A shiver of colour induced me to look down again to a carpet of damp fleshy leaves which had all but reburied the dead, gravestones and all, leaving just the coarse and weathered tips to protrude. I wondered whose relative had had the bright idea to sow such rampant plants. Their only charm was their tiny stems from which burst a small star of fine purplish-white petals, but even then the winter air had already robbed some of their colour, leaving them to shake their faded and downturned heads. Their act seemed as much in self-pity as in reverence of the stately crows perched atop the stones, a feeling mirrored in myself.

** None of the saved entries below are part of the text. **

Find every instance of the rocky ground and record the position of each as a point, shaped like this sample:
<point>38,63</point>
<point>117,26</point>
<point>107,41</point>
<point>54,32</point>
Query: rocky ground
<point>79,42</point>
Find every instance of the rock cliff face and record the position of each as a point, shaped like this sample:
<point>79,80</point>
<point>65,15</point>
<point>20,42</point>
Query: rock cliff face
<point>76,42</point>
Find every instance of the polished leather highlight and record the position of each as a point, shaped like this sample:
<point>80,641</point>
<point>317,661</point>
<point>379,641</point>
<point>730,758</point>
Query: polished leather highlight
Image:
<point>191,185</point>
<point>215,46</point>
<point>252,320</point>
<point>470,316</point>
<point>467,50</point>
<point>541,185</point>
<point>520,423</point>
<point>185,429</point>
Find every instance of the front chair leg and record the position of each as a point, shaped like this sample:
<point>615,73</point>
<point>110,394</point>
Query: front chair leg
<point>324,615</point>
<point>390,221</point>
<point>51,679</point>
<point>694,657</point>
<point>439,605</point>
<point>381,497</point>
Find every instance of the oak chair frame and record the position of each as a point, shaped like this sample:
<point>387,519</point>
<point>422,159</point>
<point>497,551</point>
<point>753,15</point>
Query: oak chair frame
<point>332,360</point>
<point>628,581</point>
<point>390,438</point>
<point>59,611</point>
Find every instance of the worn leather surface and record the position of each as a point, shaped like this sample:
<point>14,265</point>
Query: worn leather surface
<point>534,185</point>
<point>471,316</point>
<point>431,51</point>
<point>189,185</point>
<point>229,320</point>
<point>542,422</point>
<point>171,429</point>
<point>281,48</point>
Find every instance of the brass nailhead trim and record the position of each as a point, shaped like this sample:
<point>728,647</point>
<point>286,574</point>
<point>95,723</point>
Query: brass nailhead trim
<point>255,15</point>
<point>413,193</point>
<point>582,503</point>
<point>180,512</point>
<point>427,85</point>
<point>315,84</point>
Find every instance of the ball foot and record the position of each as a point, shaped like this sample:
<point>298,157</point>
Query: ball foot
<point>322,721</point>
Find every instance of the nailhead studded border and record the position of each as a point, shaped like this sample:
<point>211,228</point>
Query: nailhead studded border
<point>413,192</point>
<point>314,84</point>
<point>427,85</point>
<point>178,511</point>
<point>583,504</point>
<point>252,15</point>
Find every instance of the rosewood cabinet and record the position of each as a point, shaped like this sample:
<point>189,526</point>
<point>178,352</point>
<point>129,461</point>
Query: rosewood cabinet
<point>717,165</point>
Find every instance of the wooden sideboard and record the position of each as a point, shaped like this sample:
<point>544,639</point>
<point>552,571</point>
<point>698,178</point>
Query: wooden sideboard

I felt that birds, with their free-roaming wings, were the embodiment of each individual soul interred beneath the ground, at liberty to go where they wanted but always return to this exact same place. The silhouettes of gulls ghosting and laughing overhead was rippled and reflected in the water pooled in a fallen gravestone. The distant twitter of small birds had formed a fabric of natural sound which vied for supremacy over the modern roar. By this point, the clouds were drawing nearer, trailing rain like soft grey feathers, compelling me to leave. As I did, the sound of children shouting and a dog barking somewhere echoed around me so they were shouting and barking everywhere. They were unafraid of the rain.